Les médicaments commandés pour un « usage professionnel » par les vétérinaires ne doivent pas être déclarés.

  • Comment se connecter à Calypso ?

Il suffit de suivre les étapes suivantes :

  1. Connectez-vous à Calypso.
  2. Pour vous identifier, cliquez sur le bouton d’identification « Pro Santé Connect » et connectez-vous à l’aide de votre carte CPS ou e-CPS.
  3. Procédez à la déclaration des médicaments en renseignant les informations relatives au prescripteur, les informations relatives à l’ordonnance des médicaments. Enfin, identifiez les antimicrobiens prescrits et concernés par votre déclaration.

Pour vous accompagner dans cette nouvelle démarche et la prise en main de l’outil, un tutoriel détaillé est mis à votre disposition.

Un support utilisateur se tient également à votre disposition pour répondre à toutes vos interrogations ou pour vous aider en cas de difficultés :

assistance-utilisateur@ordre.veterinaire.fr.

  • A quelles sanctions s’exposent les pharmaciens d’officine qui ne déclarent pas les dispensations sur l’outil Calypso ?

Aux termes de l’article L. 5145-5 du code de la santé publique, le directeur général de l’Agence nationale de la sécurité sanitaire de l’alimentation, de l’environnement et du travail (ANSES) peut prononcer, à l’encontre des pharmaciens d’officine manquant à l’obligation de déclaration des sanctions financières assorties, le cas échéant, d’astreintes journalières.

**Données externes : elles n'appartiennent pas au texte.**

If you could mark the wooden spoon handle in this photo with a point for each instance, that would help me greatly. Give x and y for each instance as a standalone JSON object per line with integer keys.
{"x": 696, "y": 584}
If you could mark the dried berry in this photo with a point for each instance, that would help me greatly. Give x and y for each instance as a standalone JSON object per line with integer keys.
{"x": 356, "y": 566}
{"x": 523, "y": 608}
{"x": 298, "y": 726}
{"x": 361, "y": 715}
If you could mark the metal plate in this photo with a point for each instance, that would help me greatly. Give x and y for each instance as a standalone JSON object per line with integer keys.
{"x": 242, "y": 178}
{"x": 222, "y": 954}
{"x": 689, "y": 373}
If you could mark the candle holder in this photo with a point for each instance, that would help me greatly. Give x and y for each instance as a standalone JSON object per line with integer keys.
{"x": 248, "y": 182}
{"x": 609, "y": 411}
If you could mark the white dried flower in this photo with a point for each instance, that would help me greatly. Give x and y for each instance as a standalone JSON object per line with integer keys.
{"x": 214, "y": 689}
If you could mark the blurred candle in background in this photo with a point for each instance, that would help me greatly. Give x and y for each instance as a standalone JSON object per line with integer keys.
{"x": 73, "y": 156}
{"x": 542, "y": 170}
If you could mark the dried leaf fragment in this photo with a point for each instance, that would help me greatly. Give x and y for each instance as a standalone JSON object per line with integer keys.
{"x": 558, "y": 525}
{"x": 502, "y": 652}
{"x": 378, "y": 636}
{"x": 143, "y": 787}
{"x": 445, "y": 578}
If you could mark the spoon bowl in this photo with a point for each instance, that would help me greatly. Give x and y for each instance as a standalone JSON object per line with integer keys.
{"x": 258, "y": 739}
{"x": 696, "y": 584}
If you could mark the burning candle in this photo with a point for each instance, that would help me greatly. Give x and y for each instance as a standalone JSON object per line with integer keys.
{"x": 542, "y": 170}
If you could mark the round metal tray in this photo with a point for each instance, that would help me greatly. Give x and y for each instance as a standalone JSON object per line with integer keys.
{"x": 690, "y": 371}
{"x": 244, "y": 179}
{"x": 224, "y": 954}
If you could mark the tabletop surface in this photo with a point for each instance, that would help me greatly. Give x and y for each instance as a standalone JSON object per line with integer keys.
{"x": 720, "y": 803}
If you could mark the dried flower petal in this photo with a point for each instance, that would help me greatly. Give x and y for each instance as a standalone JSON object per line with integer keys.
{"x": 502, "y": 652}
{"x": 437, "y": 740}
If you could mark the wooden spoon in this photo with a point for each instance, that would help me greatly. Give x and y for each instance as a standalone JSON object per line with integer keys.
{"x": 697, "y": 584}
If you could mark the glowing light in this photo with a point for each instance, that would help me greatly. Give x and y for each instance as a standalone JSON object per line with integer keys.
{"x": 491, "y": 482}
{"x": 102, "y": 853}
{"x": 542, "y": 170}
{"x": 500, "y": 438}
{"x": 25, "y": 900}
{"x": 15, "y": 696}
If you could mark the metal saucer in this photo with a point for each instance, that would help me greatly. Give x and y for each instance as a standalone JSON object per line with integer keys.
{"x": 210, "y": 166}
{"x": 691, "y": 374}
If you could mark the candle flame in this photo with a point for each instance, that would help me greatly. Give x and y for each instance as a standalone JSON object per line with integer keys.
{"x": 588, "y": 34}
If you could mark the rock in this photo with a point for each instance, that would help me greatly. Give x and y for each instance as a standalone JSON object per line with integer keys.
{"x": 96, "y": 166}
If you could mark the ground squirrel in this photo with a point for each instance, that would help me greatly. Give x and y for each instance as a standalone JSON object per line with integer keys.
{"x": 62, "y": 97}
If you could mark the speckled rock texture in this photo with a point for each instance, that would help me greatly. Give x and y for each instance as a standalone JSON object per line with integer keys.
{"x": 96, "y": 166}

Le montant de la sanction financière est fixé en fonction de la gravité des faits et de la situation financière de l’entreprise dans la limite de 50 000 euros et celui de l’astreinte journalière dans la limite de 2 500 euros. Le montant de la sanction financière est doublé en cas de réitération des pratiques sanctionnées.

Il convient de noter que des contrôles pourraient avoir lieu dès janvier 2025.

Des textes complémentaires sont attendus sur les modalités de délivrance des antimicrobiens (délai d’exécution des ordonnances, nouvelles mentions à faire figurer sur les ordonnances, durée de conservation des ordonnances, etc.). Nous ne manquerons pas de vous tenir informés des évolutions du dispositif.